Bunun yanı sıra Hûd ve Sâlih (a.s.)’ın mücadlelerinde de görüldüğü üzere İslami davetin merkezi bir davet niteliğinde olması gerekir. Yani batıl bir dünya görüşünün hakim olduğu coğrafyalarda bu dünya görüşüne karşı açık ve net bir reddiyenin ortaya konulması ve onun doğurduğu sosyal, siyasal, ekonomik zulümlere yönelik pratik bir mücadele içine girilmesi icab eder. Peygamberlerin örnekliklerinde bu merkeziliğin, çevreye, yani halk tabanına yönelik davet çalışmalarıyla bir bütünlük arz ettiğini, birinin diğerinin ihmalini doğurmadığını görmekteyiz. Davette merkezden çevreye veya çevreden merkeze doğru bir gidiş yerine, eş zamanlılık ve eş güdümlülük söz konusudur. Yani, bir taraftan doğrudan doğruya şirkin ve şirke dayalı işleyişin, hükümranlık ilişkilerinin merkezine yönelik net söylem ve duruş söz konusudur, diğer taraftan da topluma yönelik bir davet söz konusudur. Yine bireysel davetle kitlesel davetin de iç içe yürüyen bir süreç olduğunu görüyoruz.
Biz, Hûd ve Sâlih (a.s.) ve yalanlanan diğer Peygamberlerin, bir yanda inkar ve zorbalıkta öncülük edenlerle kavga ederken, diğer yanda halk tabanını bu zorbaların etkisinden kurtarmaya çalıştıklarını, onların zihinlerini ve gözlerini hakikate açmak için gayret gösterdiklerini görüyoruz. Â’raf Sûresi 66, Hûd Sûresi 59, Neml Sûresi 48-49, Şems Sûresi 11-12. Ayetleri okuduğumuzda her iki Peygamberin mücadelesinin bu boyutunu açık olarak görmekteyiz.

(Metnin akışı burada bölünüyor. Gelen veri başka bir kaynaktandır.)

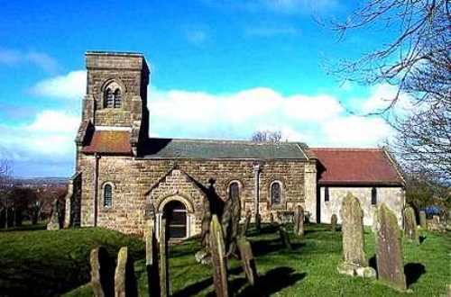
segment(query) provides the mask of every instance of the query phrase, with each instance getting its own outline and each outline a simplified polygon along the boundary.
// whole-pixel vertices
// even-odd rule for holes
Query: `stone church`
[[[188,238],[200,232],[212,194],[238,197],[242,218],[250,211],[262,222],[282,220],[300,204],[310,221],[329,222],[347,192],[359,198],[366,225],[382,202],[400,221],[404,181],[384,149],[150,138],[144,57],[88,51],[86,68],[66,225],[141,234],[146,220],[158,228],[168,216],[170,237]]]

Bugün İslam adına, asıl kavga edilecek olan batıl düzen sahipleri, zorbalar yerine, davete muhatap kılınması gereken mahrum bırakılmış toplumlarla davet adına kavga edenleri, yargılayıp topyekün mahkum edenleri gördükçe, fıkıhsızlığın yol açtığı bu acı sonuçlara hayıflanmadan edemiyoruz. Oysa yapılması gereken, bu şekilde toplumları ötekileştirerek zorbaların tarafına itelemek değil, Peygamberlerin yaptığı gibi onları zorbalardan ayırmaya, zorbaları teşhir ederek toplumun hakikati görmesine yardımcı olmaktır. Tıpkı Sâlih (a.s.)’ın yaptığı gibi: “Yeryüzünde ıslaha çalışmayıp fesat çıkaran haddi aşmışların emrine itaat etmeyin.” (Şu’arâ, 26/151-152)
Yine her iki Peygamberin toplumlarına davette bulunurken “emin/güvenilir elçi” oluşlarına vurgu yaptıklarını görmekteyiz. Bu, bilindiği gibi tüm Peygamberlerin ortak mesajları arasında yer almaktadır. Demek ki mü’min, bulunduğu toplumda şahsiyetiyle güven verici bir insan olmalıdır. Sizin şahsiyetinizde sorun varsa, iş konusunda olsun, ahde vefa konusunda olsun sıkıntılı bir haliniz varsa siz insanlar için güvenilir bir davetçi olamazsınız. Endonezya ve Malezya’nın İslamlaşması ile ilgili olarak, bölgeye giden Müslüman tüccarların örnek davranışlarının etkisinden söz edilir. Kâl ile davet, hâl ile davetle bütünleştirilmek durumundadır.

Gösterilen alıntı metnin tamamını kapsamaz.